According to the JFK Library, “President Kennedy and his family forever changed public attitudes toward people with intellectual disabilities. Their influence on related policies and programs can still be seen today.”

In the 20 years after President Kennedy’s administration, Congress passed 116 pieces of legislation providing support for people with intellectual disabilities and their families.

We’re not done yet

Still, much remains to be done. In a monograph titled “Honoring Eunice Kennedy Shriver’s Legacy in Intellectual Disability,” David Braddock of the Coleman Institute at the University of Colorado pointed out that thousands of people remain on waiting lists for community services.

Family support services are sadly lacking nationwide and many students with intellectual disabilities are still educated in separate facilities.

But an enormous amount has been accomplished. We who care about and work with people with disabilities owe a great deal of gratitude to President Kennedy, Eunice Shriver and the Kennedy family for all they have done in this arena.

The Kennedy legacy

When most people think about the Kennedy dynasty, they think of politics and power and wealth. How could you think otherwise when three of the Kennedy brothers became U.S. senators and one became president?  One might also think of tragedy and heartbreak – with the assassinations of John and Robert and the deaths of Joe Jr. on the World War II battlefield and Kathleen in a plane crash.

Of course, when I think of the Kennedy legacy, I think of all these things. But I also reflect on all the family has done to advance the standing of people with intellectual disabilities. As is so often the case among people who take up causes, the Kennedys had personal experience with disabilities. John’s oldest sister Rosemary had a disability of some kind – the family always said it was an intellectual limitation. There is some debate about that diagnosis; nevertheless, Rosemary was the impetus for the family’s activism in the field of disabilities.

The Kennedys as activists

Rosemary’s younger sister Eunice prevailed upon John, when he became president, to establish the first President’s Committee on Mental Retardation. During his administration, he was the first president in history to welcome a person with an intellectual disability into the White House.
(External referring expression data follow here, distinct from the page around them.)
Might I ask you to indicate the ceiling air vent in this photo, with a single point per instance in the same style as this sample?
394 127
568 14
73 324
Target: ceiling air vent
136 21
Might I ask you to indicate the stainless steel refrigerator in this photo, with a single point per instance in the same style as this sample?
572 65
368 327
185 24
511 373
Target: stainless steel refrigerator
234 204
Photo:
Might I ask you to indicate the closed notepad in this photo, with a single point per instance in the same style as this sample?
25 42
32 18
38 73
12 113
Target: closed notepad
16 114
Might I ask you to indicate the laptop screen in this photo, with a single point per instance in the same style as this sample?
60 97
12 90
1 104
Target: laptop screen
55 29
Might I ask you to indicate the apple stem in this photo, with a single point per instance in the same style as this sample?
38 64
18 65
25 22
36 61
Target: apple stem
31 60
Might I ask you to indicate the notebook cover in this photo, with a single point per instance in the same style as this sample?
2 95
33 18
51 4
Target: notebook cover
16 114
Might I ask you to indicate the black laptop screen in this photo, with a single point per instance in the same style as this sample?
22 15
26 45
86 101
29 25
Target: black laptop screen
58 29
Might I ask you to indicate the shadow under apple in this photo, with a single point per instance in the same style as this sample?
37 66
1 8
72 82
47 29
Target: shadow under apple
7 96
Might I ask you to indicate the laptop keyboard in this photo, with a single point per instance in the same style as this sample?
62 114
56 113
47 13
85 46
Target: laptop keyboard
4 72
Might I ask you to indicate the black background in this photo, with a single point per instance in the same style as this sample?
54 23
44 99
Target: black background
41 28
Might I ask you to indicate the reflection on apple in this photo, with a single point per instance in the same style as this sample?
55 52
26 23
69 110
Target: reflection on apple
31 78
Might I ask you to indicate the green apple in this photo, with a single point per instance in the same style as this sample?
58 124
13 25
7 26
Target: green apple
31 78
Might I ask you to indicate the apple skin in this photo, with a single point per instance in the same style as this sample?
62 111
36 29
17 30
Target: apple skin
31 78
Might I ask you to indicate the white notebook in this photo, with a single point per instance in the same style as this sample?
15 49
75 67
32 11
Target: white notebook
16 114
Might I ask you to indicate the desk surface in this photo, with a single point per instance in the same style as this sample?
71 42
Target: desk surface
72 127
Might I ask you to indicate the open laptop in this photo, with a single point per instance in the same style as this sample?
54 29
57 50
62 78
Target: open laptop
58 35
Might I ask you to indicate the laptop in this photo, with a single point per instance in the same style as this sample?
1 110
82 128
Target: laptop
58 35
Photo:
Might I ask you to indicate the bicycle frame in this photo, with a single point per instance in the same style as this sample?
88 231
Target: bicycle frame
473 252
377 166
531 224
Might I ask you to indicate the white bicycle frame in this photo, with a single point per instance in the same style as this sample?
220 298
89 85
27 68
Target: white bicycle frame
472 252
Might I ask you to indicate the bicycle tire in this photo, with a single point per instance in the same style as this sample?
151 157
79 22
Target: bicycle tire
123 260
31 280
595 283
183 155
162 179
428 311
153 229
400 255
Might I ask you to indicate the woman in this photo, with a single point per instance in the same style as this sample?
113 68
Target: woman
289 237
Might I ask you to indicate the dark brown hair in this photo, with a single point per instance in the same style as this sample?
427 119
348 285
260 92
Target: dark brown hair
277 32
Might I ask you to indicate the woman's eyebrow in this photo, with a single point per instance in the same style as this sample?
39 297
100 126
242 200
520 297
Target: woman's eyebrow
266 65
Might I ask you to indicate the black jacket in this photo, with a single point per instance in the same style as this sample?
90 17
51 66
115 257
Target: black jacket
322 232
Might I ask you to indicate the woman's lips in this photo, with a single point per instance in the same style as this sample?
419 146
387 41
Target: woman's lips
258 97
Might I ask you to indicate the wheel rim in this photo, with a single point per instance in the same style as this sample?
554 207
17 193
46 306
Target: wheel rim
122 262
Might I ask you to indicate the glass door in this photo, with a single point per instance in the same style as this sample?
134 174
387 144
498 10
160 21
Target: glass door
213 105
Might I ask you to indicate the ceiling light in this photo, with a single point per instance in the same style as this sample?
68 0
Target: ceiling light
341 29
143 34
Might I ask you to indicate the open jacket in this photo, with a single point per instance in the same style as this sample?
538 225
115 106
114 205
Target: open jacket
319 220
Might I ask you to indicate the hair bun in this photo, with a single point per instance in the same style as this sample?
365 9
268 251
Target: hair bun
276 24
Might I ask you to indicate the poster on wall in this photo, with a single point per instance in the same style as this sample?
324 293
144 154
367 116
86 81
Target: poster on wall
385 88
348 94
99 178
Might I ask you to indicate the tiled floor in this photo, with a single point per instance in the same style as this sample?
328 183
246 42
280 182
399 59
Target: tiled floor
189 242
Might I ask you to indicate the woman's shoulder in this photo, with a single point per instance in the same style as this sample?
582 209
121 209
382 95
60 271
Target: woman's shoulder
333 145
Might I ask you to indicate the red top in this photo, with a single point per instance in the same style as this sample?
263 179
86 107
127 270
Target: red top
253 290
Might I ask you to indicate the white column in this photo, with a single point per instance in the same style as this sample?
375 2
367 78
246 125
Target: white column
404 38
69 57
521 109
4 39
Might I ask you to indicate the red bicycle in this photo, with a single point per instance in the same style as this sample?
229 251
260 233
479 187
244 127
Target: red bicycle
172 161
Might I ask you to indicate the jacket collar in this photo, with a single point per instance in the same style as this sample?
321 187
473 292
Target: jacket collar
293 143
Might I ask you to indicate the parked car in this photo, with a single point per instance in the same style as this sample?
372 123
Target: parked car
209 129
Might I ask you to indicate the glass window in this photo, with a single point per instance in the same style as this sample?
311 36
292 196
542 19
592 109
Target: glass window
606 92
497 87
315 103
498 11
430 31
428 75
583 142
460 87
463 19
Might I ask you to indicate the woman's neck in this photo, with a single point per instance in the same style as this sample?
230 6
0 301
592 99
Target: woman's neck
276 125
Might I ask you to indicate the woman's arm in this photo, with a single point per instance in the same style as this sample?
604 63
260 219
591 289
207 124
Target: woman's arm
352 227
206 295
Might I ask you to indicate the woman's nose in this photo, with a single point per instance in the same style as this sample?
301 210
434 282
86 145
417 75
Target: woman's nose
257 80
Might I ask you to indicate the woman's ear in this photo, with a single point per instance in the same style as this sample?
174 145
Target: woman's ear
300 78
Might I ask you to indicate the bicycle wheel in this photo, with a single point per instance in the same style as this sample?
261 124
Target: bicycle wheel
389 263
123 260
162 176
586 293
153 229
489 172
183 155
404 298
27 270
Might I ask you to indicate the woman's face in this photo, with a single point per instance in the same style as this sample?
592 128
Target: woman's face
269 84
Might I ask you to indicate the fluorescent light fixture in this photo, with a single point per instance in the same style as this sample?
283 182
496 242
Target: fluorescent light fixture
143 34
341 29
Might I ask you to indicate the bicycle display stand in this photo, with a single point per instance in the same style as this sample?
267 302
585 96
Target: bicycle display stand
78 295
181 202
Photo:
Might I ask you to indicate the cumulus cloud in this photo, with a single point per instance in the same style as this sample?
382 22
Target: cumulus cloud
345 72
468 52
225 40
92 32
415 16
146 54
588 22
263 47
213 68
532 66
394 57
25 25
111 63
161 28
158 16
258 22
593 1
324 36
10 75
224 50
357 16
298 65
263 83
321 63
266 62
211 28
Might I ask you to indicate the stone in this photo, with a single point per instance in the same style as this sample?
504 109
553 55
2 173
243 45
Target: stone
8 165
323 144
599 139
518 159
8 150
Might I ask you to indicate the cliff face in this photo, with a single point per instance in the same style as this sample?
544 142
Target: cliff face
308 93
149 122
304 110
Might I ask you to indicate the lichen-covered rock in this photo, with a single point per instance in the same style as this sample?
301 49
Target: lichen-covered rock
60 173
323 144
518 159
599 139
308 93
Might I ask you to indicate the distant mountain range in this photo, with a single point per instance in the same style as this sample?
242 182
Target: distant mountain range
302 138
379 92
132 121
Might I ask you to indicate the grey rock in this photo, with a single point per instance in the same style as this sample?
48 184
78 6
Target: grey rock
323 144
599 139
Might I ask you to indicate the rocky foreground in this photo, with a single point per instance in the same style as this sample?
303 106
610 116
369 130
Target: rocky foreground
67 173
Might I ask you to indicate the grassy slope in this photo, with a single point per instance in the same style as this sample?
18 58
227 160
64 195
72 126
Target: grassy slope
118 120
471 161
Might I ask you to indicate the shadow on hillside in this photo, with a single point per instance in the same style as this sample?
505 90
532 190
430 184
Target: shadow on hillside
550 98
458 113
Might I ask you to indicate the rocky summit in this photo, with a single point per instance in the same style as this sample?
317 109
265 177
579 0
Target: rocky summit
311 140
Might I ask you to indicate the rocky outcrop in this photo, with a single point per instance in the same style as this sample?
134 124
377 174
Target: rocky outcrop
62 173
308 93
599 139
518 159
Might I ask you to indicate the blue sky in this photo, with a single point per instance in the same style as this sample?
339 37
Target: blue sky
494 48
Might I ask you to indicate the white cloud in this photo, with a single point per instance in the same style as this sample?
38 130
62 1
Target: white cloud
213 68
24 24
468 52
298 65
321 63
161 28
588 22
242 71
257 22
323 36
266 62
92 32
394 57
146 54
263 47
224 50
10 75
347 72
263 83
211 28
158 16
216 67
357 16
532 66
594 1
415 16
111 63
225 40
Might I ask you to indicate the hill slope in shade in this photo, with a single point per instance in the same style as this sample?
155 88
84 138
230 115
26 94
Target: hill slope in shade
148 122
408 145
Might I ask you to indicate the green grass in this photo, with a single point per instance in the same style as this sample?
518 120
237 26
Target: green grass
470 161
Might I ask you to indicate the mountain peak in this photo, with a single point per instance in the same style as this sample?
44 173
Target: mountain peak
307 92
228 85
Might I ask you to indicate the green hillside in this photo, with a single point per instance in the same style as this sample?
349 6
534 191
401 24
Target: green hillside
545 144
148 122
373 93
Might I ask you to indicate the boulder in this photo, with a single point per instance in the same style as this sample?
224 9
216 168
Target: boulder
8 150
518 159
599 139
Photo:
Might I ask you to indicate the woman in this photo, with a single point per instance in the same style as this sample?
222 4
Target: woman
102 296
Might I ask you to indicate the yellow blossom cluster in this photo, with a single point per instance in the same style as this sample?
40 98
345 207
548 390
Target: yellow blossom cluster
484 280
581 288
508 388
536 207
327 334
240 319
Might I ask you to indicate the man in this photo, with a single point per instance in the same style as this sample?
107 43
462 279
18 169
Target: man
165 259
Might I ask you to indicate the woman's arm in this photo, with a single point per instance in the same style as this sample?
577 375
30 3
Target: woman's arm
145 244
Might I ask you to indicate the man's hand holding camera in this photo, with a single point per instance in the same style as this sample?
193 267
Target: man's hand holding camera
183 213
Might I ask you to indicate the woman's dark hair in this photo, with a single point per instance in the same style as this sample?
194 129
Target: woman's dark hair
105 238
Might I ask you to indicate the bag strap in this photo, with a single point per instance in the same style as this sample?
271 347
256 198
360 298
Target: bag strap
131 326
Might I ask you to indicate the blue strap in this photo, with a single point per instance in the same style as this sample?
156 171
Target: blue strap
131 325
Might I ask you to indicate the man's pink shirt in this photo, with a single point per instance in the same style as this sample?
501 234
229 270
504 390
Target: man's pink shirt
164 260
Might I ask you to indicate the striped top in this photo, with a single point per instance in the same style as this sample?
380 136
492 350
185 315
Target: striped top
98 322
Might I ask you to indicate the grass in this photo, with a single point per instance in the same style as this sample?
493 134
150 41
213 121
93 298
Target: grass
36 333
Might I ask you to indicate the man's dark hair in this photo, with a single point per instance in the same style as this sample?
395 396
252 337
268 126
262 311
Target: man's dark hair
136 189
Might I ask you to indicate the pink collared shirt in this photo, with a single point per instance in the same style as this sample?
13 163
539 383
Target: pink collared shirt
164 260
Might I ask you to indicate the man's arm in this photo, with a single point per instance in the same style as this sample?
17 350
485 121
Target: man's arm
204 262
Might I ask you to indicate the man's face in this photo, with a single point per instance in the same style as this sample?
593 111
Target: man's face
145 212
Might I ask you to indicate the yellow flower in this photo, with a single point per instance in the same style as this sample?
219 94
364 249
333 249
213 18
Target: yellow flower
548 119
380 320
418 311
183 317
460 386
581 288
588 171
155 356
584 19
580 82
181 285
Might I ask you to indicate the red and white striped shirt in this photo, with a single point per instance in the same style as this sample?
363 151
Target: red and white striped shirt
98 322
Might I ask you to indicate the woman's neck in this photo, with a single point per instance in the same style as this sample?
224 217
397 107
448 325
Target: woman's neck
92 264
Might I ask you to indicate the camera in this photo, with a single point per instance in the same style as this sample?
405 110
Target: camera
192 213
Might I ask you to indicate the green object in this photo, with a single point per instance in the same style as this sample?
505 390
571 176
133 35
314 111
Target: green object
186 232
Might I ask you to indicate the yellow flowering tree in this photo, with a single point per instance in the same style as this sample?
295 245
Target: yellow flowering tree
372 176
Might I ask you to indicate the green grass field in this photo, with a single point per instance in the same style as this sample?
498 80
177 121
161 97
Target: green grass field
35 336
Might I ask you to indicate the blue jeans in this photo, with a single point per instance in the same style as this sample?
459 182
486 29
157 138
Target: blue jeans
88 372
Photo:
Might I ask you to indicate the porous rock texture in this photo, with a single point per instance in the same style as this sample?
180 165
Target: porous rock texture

Later, Eunice and her husband Sargent Shriver founded the Special Olympics, providing athletic competitions worldwide for people with intellectual disabilities. Today, millions of athletes participate in sporting events in 170 countries.

The Shrivers’ son Anthony Kennedy Shriver built on their legacy by founding and building Best Buddies, an organization dedicated to creating one-to-one relationships and employment opportunities for people with intellectual disabilities. It is a volunteer organization, pairing college and high school students and adults with peers.

Best Buddies recognizes that people with intellectual disabilities are often excluded from society. By creating meaningful friendships, Best Buddies seeks to change public perceptions and to help people with intellectual disabilities live richer, more meaningful lives.

My dad was a Best Buddy

As I’ve mentioned in previous posts, decades ago, long before the founding of Best Buddies, my dad filled a similar role for his younger brother. He tried to include his disabled brother in neighborhood baseball games and he protected him from tormenters. Later in life, I became my uncle’s Best Buddy, taking him out for hamburgers and for rides in the park.

As I’ve learned in writing about my uncle, people with intellectual disabilities want the same things as everyone else – love, belonging, and a sense of purpose. I’m grateful there are organizations like the ones the Kennedys founded to help people with special needs find a place in this world.